No, it can be an empty list ([]) or up to 33 messages long (one MIDI message is 3 bytes and we provided for up to 100 bytes per call to process. That means up to 33 note on/note off, parameter changes etc per few milliseconds).
Why does PyPhonic come as two VSTs? What are PyPhonic_Instrument and PyPhonic_Effect?
One’s a VST instrument and the other is an effect. The effect can still accept, and generate, MIDI, but you might find configuring it in your DAW more of a challenge. Only the effect can be used as an insert/send effect.
How do I communicate across multiple PyPhonic instances?
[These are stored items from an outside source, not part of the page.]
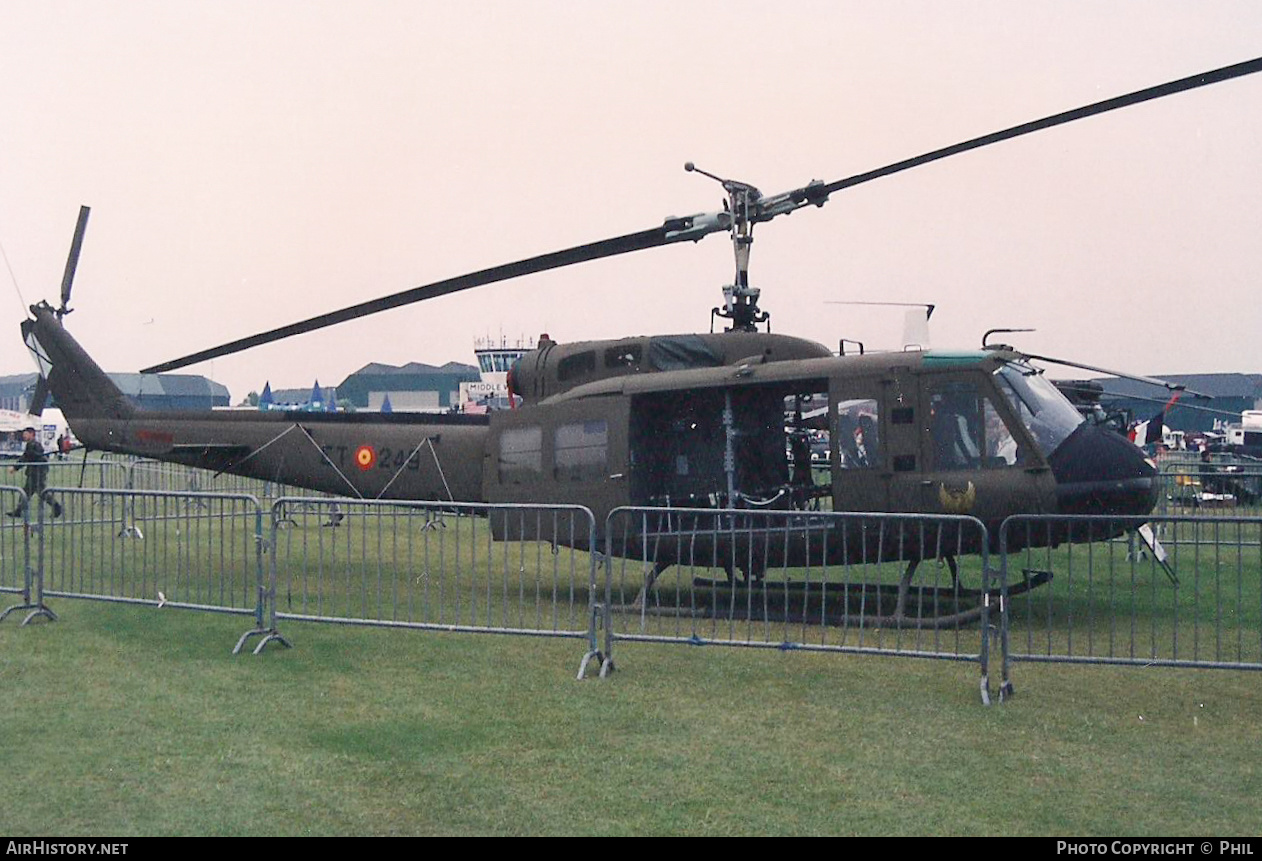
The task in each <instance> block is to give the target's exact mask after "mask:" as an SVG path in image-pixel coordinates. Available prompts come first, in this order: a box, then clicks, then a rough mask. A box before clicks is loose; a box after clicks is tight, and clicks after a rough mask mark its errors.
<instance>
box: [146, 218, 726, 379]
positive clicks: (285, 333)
mask: <svg viewBox="0 0 1262 861" xmlns="http://www.w3.org/2000/svg"><path fill="white" fill-rule="evenodd" d="M692 227H693V223H692V220H690V218H674V220H670V218H668V220H666V223H664V225H663V226H660V227H654V229H652V230H644V231H640V232H637V234H627V235H625V236H616V237H613V239H606V240H601V241H598V242H589V244H588V245H579V246H575V247H572V249H565V250H564V251H553V252H551V254H541V255H539V256H538V258H529V259H526V260H517V261H516V263H507V264H504V265H501V266H492V268H491V269H483V270H481V271H476V273H471V274H468V275H459V276H458V278H448V279H445V280H442V282H434V283H433V284H425V285H423V287H414V288H411V289H410V290H403V292H401V293H392V294H390V295H386V297H381V298H380V299H372V300H370V302H361V303H360V304H357V306H351V307H348V308H342V309H341V311H332V312H329V313H327V314H321V316H318V317H312V318H309V319H304V321H302V322H298V323H292V324H289V326H281V327H280V328H274V330H270V331H268V332H260V333H259V335H251V336H250V337H246V338H240V340H237V341H231V342H228V343H225V345H221V346H218V347H211V348H209V350H202V351H199V352H194V353H189V355H188V356H183V357H182V359H173V360H172V361H168V362H163V364H162V365H154V366H153V367H146V369H145V370H143V371H140V372H141V374H160V372H163V371H170V370H175V369H177V367H184V366H187V365H194V364H197V362H203V361H207V360H209V359H218V357H220V356H227V355H230V353H233V352H240V351H241V350H249V348H250V347H256V346H259V345H262V343H270V342H273V341H280V340H281V338H288V337H292V336H294V335H303V333H304V332H313V331H315V330H318V328H324V327H326V326H334V324H337V323H345V322H347V321H351V319H356V318H357V317H363V316H366V314H376V313H379V312H382V311H389V309H390V308H399V307H400V306H406V304H411V303H413V302H422V300H424V299H433V298H435V297H439V295H447V294H448V293H456V292H458V290H467V289H469V288H472V287H482V285H485V284H493V283H496V282H504V280H507V279H510V278H520V276H521V275H530V274H533V273H539V271H545V270H548V269H557V268H559V266H569V265H572V264H575V263H584V261H587V260H596V259H598V258H611V256H615V255H618V254H627V252H630V251H640V250H642V249H651V247H655V246H659V245H668V244H670V242H679V241H683V240H688V239H700V236H703V235H704V234H700V235H695V236H694V235H692V234H690V232H689V229H692Z"/></svg>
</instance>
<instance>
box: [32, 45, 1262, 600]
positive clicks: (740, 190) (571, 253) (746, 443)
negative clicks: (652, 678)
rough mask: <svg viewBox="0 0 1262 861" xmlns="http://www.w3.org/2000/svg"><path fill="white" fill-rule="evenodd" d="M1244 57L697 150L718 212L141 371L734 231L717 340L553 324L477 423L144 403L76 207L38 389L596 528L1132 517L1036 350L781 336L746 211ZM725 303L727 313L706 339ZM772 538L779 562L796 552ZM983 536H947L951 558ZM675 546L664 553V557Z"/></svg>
mask: <svg viewBox="0 0 1262 861" xmlns="http://www.w3.org/2000/svg"><path fill="white" fill-rule="evenodd" d="M1258 71H1262V58H1259V59H1253V61H1248V62H1244V63H1238V64H1235V66H1228V67H1224V68H1220V69H1215V71H1212V72H1206V73H1203V74H1196V76H1193V77H1188V78H1181V80H1179V81H1172V82H1170V83H1165V85H1160V86H1156V87H1150V88H1146V90H1141V91H1136V92H1133V93H1129V95H1124V96H1118V97H1116V98H1109V100H1106V101H1100V102H1095V104H1093V105H1088V106H1084V107H1079V109H1075V110H1071V111H1065V112H1061V114H1055V115H1053V116H1047V117H1044V119H1040V120H1034V121H1031V122H1026V124H1022V125H1017V126H1013V128H1010V129H1006V130H1002V131H997V133H993V134H988V135H983V136H981V138H974V139H970V140H967V141H963V143H959V144H955V145H952V146H947V148H943V149H938V150H933V151H930V153H925V154H923V155H917V157H915V158H910V159H904V160H901V162H895V163H892V164H888V165H885V167H881V168H877V169H875V170H868V172H866V173H861V174H856V175H852V177H847V178H844V179H839V181H835V182H830V183H824V182H820V181H811V182H810V183H808V184H805V186H801V187H799V188H794V189H790V191H787V192H782V193H779V194H770V196H767V194H764V193H761V192H760V191H758V189H757V188H755V187H753V186H751V184H748V183H743V182H738V181H734V179H726V178H722V177H718V175H714V174H711V173H707V172H704V170H699V169H698V168H695V167H694V165H693V164H692V163H689V164H685V169H687V170H690V172H692V170H695V172H697V173H699V174H703V175H705V177H709V178H712V179H714V181H717V182H719V183H721V184H722V187H723V189H724V192H726V194H727V198H726V201H724V202H723V208H722V210H719V211H714V212H702V213H695V215H690V216H685V217H669V218H666V220H665V221H664V223H661V225H660V226H656V227H651V229H649V230H642V231H639V232H632V234H626V235H623V236H617V237H612V239H606V240H601V241H597V242H591V244H587V245H581V246H575V247H570V249H565V250H560V251H554V252H551V254H544V255H540V256H535V258H529V259H525V260H519V261H515V263H509V264H505V265H500V266H493V268H490V269H485V270H481V271H476V273H471V274H467V275H461V276H457V278H451V279H447V280H442V282H437V283H432V284H427V285H423V287H416V288H413V289H409V290H404V292H401V293H395V294H391V295H386V297H382V298H380V299H375V300H371V302H363V303H360V304H356V306H351V307H348V308H343V309H339V311H334V312H329V313H326V314H321V316H318V317H312V318H309V319H305V321H302V322H298V323H293V324H290V326H284V327H280V328H276V330H271V331H268V332H262V333H257V335H252V336H249V337H245V338H241V340H237V341H233V342H230V343H226V345H222V346H218V347H212V348H208V350H202V351H198V352H194V353H191V355H188V356H183V357H180V359H175V360H172V361H167V362H163V364H159V365H154V366H153V367H148V369H145V370H144V371H143V372H151V374H156V372H162V371H170V370H175V369H179V367H184V366H187V365H192V364H196V362H201V361H206V360H209V359H215V357H217V356H225V355H228V353H233V352H237V351H241V350H246V348H249V347H254V346H257V345H262V343H268V342H271V341H278V340H281V338H285V337H290V336H294V335H299V333H304V332H310V331H314V330H318V328H323V327H326V326H332V324H334V323H339V322H345V321H350V319H355V318H358V317H362V316H366V314H372V313H379V312H382V311H386V309H390V308H398V307H400V306H405V304H410V303H414V302H422V300H425V299H432V298H435V297H439V295H447V294H452V293H457V292H459V290H466V289H471V288H475V287H482V285H488V284H495V283H497V282H502V280H507V279H511V278H519V276H522V275H529V274H533V273H540V271H545V270H549V269H555V268H560V266H568V265H573V264H577V263H582V261H587V260H594V259H599V258H608V256H615V255H621V254H627V252H631V251H639V250H646V249H652V247H658V246H663V245H669V244H674V242H684V241H698V240H700V239H703V237H704V236H707V235H709V234H716V232H727V234H729V236H731V240H732V245H733V251H734V259H736V274H734V279H733V283H732V284H729V285H726V287H723V303H722V306H719V307H716V308H713V309H712V311H711V331H709V332H708V333H698V335H663V336H645V337H627V338H620V340H611V341H587V342H577V343H558V342H554V341H551V340H550V338H546V337H543V338H540V340H539V343H538V346H536V348H535V350H533V351H531V352H529V353H526V355H525V356H524V357H522V359H521V360H519V361H517V364H516V365H515V366H514V369H512V371H511V375H510V386H511V391H512V393H514V395H515V396H517V398H520V401H521V405H520V407H519V408H517V409H512V410H506V412H500V413H495V414H491V415H429V414H424V415H422V414H406V413H392V414H363V413H356V414H338V413H331V414H319V413H285V412H268V413H261V412H260V413H255V412H250V413H244V412H237V413H212V412H175V413H168V412H163V413H155V412H145V410H140V409H136V408H135V407H134V405H131V404H130V403H129V401H127V400H126V398H125V396H124V395H122V394H121V393H120V391H119V390H117V388H115V386H114V385H112V383H111V381H110V380H109V377H107V376H106V374H105V372H103V371H102V370H101V369H100V367H98V366H97V365H96V364H95V362H93V361H92V360H91V359H90V357H88V355H87V352H85V351H83V350H82V347H80V345H78V343H77V342H76V341H74V340H73V338H72V337H71V336H69V333H68V332H67V331H66V328H64V327H63V324H62V318H63V317H64V316H66V314H67V313H68V312H69V308H68V302H69V289H71V283H72V280H73V261H74V260H76V259H77V255H78V247H80V242H81V241H82V226H83V223H85V221H86V213H85V215H81V222H80V229H78V230H77V231H76V240H74V242H73V245H72V251H71V261H69V263H68V264H67V274H66V278H64V280H63V285H62V302H61V306H59V307H58V308H53V307H52V306H49V304H48V303H47V302H43V303H39V304H35V306H32V308H30V313H32V317H30V318H29V319H27V321H24V322H23V324H21V330H23V336H24V338H25V341H27V343H28V346H29V348H30V351H32V352H33V355H34V356H35V360H37V362H38V365H39V367H40V372H42V377H43V379H42V385H43V384H44V383H47V388H48V389H49V390H50V391H52V393H53V395H54V396H56V399H57V403H58V405H59V407H61V408H62V410H63V413H64V415H66V418H67V419H68V420H69V423H71V425H72V427H73V429H74V433H76V436H77V437H78V439H80V441H81V442H82V443H83V444H85V447H87V448H93V449H102V451H111V452H122V453H131V454H138V456H143V457H148V458H156V460H160V461H170V462H175V463H183V465H189V466H197V467H203V468H209V470H216V471H222V472H230V473H237V475H244V476H251V477H256V478H264V480H270V481H278V482H281V484H286V485H295V486H302V487H308V489H313V490H318V491H326V492H329V494H336V495H343V496H351V497H361V499H395V500H437V501H480V502H540V501H545V502H555V504H559V502H568V504H582V505H586V506H587V508H589V509H591V510H592V511H593V514H594V515H596V519H597V523H601V524H603V521H604V516H606V515H607V514H608V513H610V511H611V510H613V509H616V508H618V506H628V505H632V506H660V508H670V509H689V510H698V511H705V510H727V509H750V510H786V511H793V510H800V511H804V513H805V511H810V510H814V509H815V508H818V506H819V504H820V502H822V501H823V502H828V504H830V509H832V510H833V511H862V513H926V514H941V513H949V514H970V515H973V516H976V518H978V519H981V520H982V521H983V523H986V524H987V525H988V526H991V528H992V531H994V530H993V528H996V526H997V525H998V524H1000V523H1001V521H1002V520H1003V519H1005V518H1007V516H1008V515H1012V514H1020V513H1046V514H1111V515H1118V516H1124V515H1146V514H1148V513H1150V511H1151V510H1152V508H1153V506H1155V504H1156V500H1157V490H1159V489H1157V484H1156V471H1155V468H1153V466H1152V463H1151V462H1148V461H1146V460H1145V457H1143V454H1142V453H1141V452H1140V451H1138V449H1137V448H1136V447H1135V446H1132V444H1131V443H1129V442H1128V441H1127V439H1124V438H1123V437H1121V436H1118V434H1116V433H1113V432H1111V431H1108V429H1106V428H1100V427H1095V425H1093V424H1090V423H1084V422H1083V417H1082V415H1080V414H1079V412H1078V410H1076V409H1075V408H1074V407H1073V405H1071V404H1070V403H1069V401H1068V400H1066V399H1065V396H1064V395H1063V394H1061V393H1060V391H1058V390H1056V388H1055V386H1054V385H1053V384H1051V383H1049V381H1047V380H1046V377H1045V376H1044V375H1042V371H1041V370H1039V369H1037V367H1036V366H1035V365H1034V364H1032V360H1034V359H1035V357H1032V356H1029V355H1025V353H1021V352H1018V351H1016V350H1013V348H1012V347H1007V346H1002V345H988V343H984V342H983V345H982V348H979V350H969V351H941V350H920V351H905V352H892V353H870V352H864V351H863V350H862V347H861V348H859V352H858V353H857V355H856V353H853V352H852V353H849V355H847V353H846V352H844V348H843V350H842V351H840V353H842V355H834V353H833V351H832V350H829V348H828V347H825V346H824V345H820V343H817V342H814V341H808V340H804V338H798V337H793V336H787V335H780V333H771V332H770V324H769V318H770V316H769V314H767V313H766V312H764V311H762V309H761V308H760V307H758V299H760V290H758V288H756V287H753V285H751V282H750V274H748V273H750V270H748V266H750V251H751V245H752V241H753V227H755V226H756V225H758V223H762V222H767V221H771V220H774V218H776V217H779V216H781V215H787V213H791V212H794V211H796V210H799V208H803V207H806V206H815V207H822V206H824V203H827V202H828V199H829V197H830V196H832V194H834V193H837V192H840V191H844V189H847V188H851V187H853V186H857V184H861V183H866V182H870V181H873V179H877V178H881V177H886V175H890V174H893V173H899V172H901V170H907V169H910V168H914V167H917V165H923V164H926V163H930V162H934V160H938V159H943V158H947V157H949V155H955V154H959V153H964V151H968V150H972V149H977V148H981V146H987V145H991V144H996V143H1000V141H1003V140H1008V139H1012V138H1017V136H1020V135H1025V134H1030V133H1034V131H1039V130H1042V129H1047V128H1051V126H1056V125H1061V124H1065V122H1070V121H1074V120H1078V119H1084V117H1088V116H1094V115H1098V114H1103V112H1107V111H1112V110H1117V109H1122V107H1127V106H1129V105H1135V104H1138V102H1142V101H1147V100H1152V98H1159V97H1164V96H1169V95H1172V93H1177V92H1184V91H1188V90H1193V88H1196V87H1201V86H1208V85H1210V83H1217V82H1220V81H1227V80H1230V78H1237V77H1241V76H1244V74H1252V73H1254V72H1258ZM719 319H722V321H726V322H727V324H728V328H727V330H726V331H722V332H714V324H716V321H719ZM764 324H766V326H765V331H760V326H764ZM843 347H844V345H843ZM43 398H44V395H43V394H42V393H39V394H38V398H37V400H40V401H42V399H43ZM820 431H827V432H828V438H829V458H828V463H829V467H828V470H829V476H828V477H829V480H828V482H827V484H823V485H820V484H817V481H814V480H813V477H811V472H810V470H809V468H803V465H804V461H805V460H806V458H805V457H804V454H805V449H804V448H803V438H804V437H805V436H806V434H808V433H813V432H814V433H817V434H818V432H820ZM501 531H502V530H501ZM1065 538H1066V537H1065V535H1061V537H1059V538H1055V537H1051V535H1049V537H1047V538H1046V539H1045V540H1049V542H1054V540H1061V539H1065ZM1097 538H1098V537H1097ZM584 540H586V539H584ZM974 544H976V542H974ZM782 549H784V552H785V554H786V555H785V557H784V558H789V557H791V555H793V554H794V553H796V552H799V550H800V548H799V549H794V548H789V547H785V548H782ZM978 549H979V548H977V547H974V545H968V544H967V543H958V544H955V545H954V552H959V553H970V552H977V550H978ZM675 558H676V557H675V555H671V553H670V550H669V549H668V550H663V552H661V555H659V557H658V558H656V563H655V567H656V568H658V569H659V571H660V569H661V568H664V567H665V566H669V564H671V563H673V562H674V561H675ZM914 563H915V559H912V561H911V566H910V567H909V573H907V576H906V579H909V581H910V577H911V571H912V569H914ZM747 574H757V572H747Z"/></svg>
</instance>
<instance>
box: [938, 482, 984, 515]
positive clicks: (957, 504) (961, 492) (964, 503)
mask: <svg viewBox="0 0 1262 861" xmlns="http://www.w3.org/2000/svg"><path fill="white" fill-rule="evenodd" d="M938 501H939V502H941V504H943V510H944V511H947V514H968V513H969V511H972V510H973V502H976V501H977V487H974V486H973V482H972V481H969V482H968V486H967V487H964V489H963V490H953V489H950V487H948V486H947V485H945V482H944V484H940V485H938Z"/></svg>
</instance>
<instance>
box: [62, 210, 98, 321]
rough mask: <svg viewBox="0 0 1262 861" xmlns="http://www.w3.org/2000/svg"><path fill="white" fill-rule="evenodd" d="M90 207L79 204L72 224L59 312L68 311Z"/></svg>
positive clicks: (68, 310) (62, 284)
mask: <svg viewBox="0 0 1262 861" xmlns="http://www.w3.org/2000/svg"><path fill="white" fill-rule="evenodd" d="M91 211H92V208H91V207H87V206H81V207H80V217H78V222H77V223H76V225H74V239H73V240H71V254H69V256H68V258H66V274H64V275H62V307H61V309H59V312H61V314H63V316H64V314H67V313H68V312H69V302H71V287H73V285H74V270H76V269H78V254H80V250H81V249H82V247H83V232H85V231H86V230H87V216H88V213H90V212H91Z"/></svg>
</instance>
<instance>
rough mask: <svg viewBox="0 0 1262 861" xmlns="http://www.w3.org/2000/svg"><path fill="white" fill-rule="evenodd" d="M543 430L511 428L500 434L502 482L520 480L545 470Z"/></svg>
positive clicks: (500, 468)
mask: <svg viewBox="0 0 1262 861" xmlns="http://www.w3.org/2000/svg"><path fill="white" fill-rule="evenodd" d="M541 449H543V431H541V429H540V428H538V427H534V428H510V429H507V431H505V432H504V433H501V434H500V482H501V484H510V482H520V481H529V480H530V478H533V477H535V476H538V475H540V473H541V472H543V451H541Z"/></svg>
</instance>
Any global variables instantiated in one instance of the VST will be available in other instances of the VST, and vice versa. They are shared. If instances are running the same code or refer to variables which have the same name that are _not_ only used in the process function, this can be confusing, you may want to namespace them (e.g. give each instance its own dataclass with those variables, or just change the names).
Can the process function be async? Can I use asyncio?
You can use asyncio, but your process function must be synchronous not async def. Depending what you’re doing this means that a single PyPhonic VST instance might benefit from async, but multiple instances will not yield control to each other. The thinking was that since they’re likely tied up doing math, async would not be much use.
Why does Chrome/my browser warn me of an unsafe download? Why does Windows SmartScreen warn when I try to run the installer?
At least part of the reason is that the executable is not signed. Code signing is, in our opinion, totally overpriced and a bit of a racket. If PyPhonic gets so popular that the fee is trivial, or if 30 people write to say they’ll buy it but only if it’s signed, we will do it, but not before then.
You can dismiss the warnings. We are sorry they’re there and hope they don’t undermine your trust in Audio Fluff or PyPhonic.
What is the activation process for PyPhonic? Does it use [insert hated DRM here]?
When you buy PyPhonic you get a link to download, which includes a unique code similar to a license key. However, the code is only needed for the download; once you have the installer there is no activation process, and there is no copy protection.
Does PyPhonic have ASIO support?
Yes, the standalone version can use ASIO audio (note: ASIO is a trademark of Steinberg Media Technologies GmbH). The VST plugins can too of course, provided your DAW is set to use ASIO. Please note that only 44.1kHz is supported and your latency/block size should be something reasonable, typically at least 64 samples (1.5ms).